Yesterday, car-sharing business Relay Rides announced they will be opening their first airport car-sharing/parking facility at SFO, upping the ante in the ongoing lawsuit SFO filed against SFO’s original, and still quite new, car sharing business, Flight Car. As some may recall, I wrote about SFO’s lawsuit against Flight Car a few weeks ago, and had a chance to talk with Flight Car’s CEO Rujul Zaparde about the case and the hurdles faced in not just starting a new business, but an entirely new type of business. What it essentially gets down to is that the car-sharing model doesn’t fit neatly into other previously established business models, straddling the line between rental service, parking facility and valet, where one is simultaneously a customer and supplier; SFO wants to classify these new businesses as car rental facilities, which would allow them to levy the maximum amount of fees and charges on these businesses but would also put a much larger financial burden on these businesses than the same rules do on traditional car rental businesses. SFO
‘s suit against Flight Car is poised to set the precedent for how other airports will classify and charge these new businesses; Boston-Logan and LAX have already said they are watching San Francisco closely to determine how they will respond to car-sharing businesses at their locations. Flight Car already pays to SFO the fees typically associated with off-site parking businesses, and Relay Rides has said they will be paying 10% of their profits to the airport, the typical arrangement for most businesses with airport-focused services. Primarily at issue is the $20 per customer that SFO charges traditional car rental businesses, a fee that both Flight Car and Relay Rides says shouldn’t apply to them.

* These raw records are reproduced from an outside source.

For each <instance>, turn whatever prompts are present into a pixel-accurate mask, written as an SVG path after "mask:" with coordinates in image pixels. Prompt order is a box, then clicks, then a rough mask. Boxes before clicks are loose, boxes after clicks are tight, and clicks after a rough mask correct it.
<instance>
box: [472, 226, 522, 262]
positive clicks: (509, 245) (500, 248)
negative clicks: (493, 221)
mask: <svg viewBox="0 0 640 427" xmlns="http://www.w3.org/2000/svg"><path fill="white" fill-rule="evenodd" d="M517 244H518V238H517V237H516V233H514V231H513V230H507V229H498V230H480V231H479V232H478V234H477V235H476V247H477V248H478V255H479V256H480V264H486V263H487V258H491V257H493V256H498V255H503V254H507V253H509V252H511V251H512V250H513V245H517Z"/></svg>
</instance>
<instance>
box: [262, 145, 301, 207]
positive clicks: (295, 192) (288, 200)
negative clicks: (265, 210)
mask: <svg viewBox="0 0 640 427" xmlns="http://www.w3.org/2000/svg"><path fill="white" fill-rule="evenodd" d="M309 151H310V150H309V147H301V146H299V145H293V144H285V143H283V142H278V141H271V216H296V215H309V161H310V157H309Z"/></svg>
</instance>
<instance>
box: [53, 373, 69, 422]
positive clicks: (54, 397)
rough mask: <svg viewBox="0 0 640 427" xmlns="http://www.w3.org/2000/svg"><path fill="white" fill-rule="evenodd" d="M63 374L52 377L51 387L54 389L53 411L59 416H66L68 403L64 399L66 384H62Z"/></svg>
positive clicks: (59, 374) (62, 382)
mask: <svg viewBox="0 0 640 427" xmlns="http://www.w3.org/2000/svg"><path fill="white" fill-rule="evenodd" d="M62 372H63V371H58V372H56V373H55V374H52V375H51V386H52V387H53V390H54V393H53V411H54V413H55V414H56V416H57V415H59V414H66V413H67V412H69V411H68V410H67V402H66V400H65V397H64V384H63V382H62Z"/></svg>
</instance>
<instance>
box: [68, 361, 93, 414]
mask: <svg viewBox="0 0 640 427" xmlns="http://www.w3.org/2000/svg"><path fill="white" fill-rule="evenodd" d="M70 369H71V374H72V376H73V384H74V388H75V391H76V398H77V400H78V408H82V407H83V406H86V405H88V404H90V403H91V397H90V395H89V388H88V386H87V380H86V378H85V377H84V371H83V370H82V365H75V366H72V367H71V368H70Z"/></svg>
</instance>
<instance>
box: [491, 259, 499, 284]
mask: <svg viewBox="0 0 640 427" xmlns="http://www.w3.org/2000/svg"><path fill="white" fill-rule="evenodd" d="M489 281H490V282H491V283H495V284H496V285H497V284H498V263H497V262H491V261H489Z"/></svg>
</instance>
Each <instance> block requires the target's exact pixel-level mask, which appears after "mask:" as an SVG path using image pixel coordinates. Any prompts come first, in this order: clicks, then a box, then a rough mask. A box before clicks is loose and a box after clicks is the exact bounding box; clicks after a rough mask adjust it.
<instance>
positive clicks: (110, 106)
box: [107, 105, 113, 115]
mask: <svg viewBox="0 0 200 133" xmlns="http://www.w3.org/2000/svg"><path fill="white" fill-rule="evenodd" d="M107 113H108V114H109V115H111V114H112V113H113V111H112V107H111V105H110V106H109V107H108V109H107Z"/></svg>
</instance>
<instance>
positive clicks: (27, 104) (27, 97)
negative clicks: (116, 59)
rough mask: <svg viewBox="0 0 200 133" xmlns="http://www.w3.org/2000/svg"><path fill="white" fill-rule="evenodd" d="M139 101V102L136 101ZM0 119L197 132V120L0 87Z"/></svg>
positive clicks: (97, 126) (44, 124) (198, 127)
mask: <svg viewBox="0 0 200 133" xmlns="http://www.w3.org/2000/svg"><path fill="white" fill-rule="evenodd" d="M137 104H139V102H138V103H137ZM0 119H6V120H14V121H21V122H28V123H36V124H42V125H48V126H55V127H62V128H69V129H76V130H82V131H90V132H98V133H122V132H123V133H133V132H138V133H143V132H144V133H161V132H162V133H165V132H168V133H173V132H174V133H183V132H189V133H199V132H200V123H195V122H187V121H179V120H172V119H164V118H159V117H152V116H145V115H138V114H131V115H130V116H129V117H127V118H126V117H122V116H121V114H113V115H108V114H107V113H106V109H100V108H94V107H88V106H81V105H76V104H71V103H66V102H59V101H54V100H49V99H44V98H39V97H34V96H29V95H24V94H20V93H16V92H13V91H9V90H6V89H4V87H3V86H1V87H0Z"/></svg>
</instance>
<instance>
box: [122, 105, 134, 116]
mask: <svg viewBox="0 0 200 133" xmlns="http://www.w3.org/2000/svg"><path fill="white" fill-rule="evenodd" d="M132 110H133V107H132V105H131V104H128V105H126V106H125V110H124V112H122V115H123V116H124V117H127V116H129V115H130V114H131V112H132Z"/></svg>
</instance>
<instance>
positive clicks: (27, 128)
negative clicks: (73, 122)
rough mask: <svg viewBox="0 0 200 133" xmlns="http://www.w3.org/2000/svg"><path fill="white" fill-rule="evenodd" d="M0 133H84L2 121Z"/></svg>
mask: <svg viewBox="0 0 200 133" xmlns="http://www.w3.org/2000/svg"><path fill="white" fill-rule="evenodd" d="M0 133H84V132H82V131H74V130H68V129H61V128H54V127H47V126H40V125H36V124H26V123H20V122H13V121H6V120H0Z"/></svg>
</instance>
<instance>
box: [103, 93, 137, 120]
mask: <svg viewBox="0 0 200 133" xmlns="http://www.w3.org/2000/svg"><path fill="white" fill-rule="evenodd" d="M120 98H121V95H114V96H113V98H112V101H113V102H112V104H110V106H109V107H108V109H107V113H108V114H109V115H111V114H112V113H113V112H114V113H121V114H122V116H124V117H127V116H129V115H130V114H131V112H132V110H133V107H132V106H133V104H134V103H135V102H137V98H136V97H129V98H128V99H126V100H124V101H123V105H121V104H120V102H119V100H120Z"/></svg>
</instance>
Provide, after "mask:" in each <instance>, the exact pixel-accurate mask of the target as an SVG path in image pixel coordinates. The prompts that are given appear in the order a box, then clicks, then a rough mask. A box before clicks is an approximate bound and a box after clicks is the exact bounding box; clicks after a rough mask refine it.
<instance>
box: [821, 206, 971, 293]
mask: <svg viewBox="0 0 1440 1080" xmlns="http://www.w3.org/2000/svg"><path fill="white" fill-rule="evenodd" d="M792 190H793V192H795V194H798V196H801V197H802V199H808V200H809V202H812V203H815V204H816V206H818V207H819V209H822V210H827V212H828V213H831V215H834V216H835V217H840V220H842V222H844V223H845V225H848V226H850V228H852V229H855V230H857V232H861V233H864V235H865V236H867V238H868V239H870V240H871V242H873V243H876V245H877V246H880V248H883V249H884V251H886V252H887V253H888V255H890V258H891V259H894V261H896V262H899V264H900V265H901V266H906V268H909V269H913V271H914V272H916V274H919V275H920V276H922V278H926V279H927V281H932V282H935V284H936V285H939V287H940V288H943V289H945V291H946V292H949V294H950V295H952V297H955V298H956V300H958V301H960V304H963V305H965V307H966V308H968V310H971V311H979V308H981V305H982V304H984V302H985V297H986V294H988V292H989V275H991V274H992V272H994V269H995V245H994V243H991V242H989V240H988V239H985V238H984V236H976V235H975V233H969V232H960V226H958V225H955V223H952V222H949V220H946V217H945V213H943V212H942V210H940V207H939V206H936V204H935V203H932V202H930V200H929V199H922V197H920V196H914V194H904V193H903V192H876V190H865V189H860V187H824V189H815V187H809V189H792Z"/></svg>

While there are many similarities between Flight Car and Relay Rides, they are far from carbon copies of each other. Where as Flight Car has a lot that can accommodate hundreds of cars, Relay Rides’ facility, which opens August 9th, can accommodate only 30 cars; Flight Car pays any customer who’s car is rented out, Relay Rides does not; Flight Car uses a car service to pick up and drop off customers anywhere within ten minutes of their facility, Relay Rides uses hotel shuttles to get their customers to and from the airport. While starting with a seemingly more modest venture in San Francisco, Relay Rides has already announced plans to open similar facilities in four other airports, including Boston and LAX, two other locations that will put them head to head with Flight Car once again. It’s a shrewd move; by letting Flight Car be the trailblazer by just a few months it’s allowed them to open their business without having to spend the time, energy and capital on carving out a place for themselves in the airport industry, and if a place for car-sharing can’t be made they are looking at far less of a loss on their investment. As yet, there has been no word on whether Relay Rides will file an Amicus brief in the Flight Car/SFO suit to aid in the legal fight to make a place for car-sharing at the airport.
Regardless of the outcome, nothing is likely to stop the momentum that the sharing economy is steadily and rapidly gaining. As more and more entrepreneurs invent and re-invent business models, laws and municipalities are going to adapt and embrace these businesses, staying ahead of the curve and pre-emptively making spaces and rules for these businesses instead of lagging behind and only reacting, letting the courts and lawyers decide how to manage the emerging sharing economy. Obviously, the best outcome, both monetarily and societally (I and many others think that sharing-based businesses are great for communities for a whole host of reasons), is for municipal authorities to anticipate these businesses and make a place for them, but the cynic in me (and sadly the vast majority of the stories I’ve written about in this blog) would bet that, at least in most cases, we’ll be seeing a reactive, combative attitude toward these emerging sharing businesses. This won’t stop the sharing economy, but it will slow it down at a time in this country where we should be fostering and cheering for any new innovation that creates jobs, helps the environment, infuses money into local economies and makes life easier for the average person; you know, common sense. But if common sense and government were on speaking terms, we wouldn’t have the bath-salts caucus in congress, so there you go.
For now, it seems everyone will have to wait and see how SFO v. Flight Car turns out. But however that pans out, it’s very likely that a car-sharing business, and the opportunity to save hundreds when you travel, will be coming to an airport near you sooner rather than later.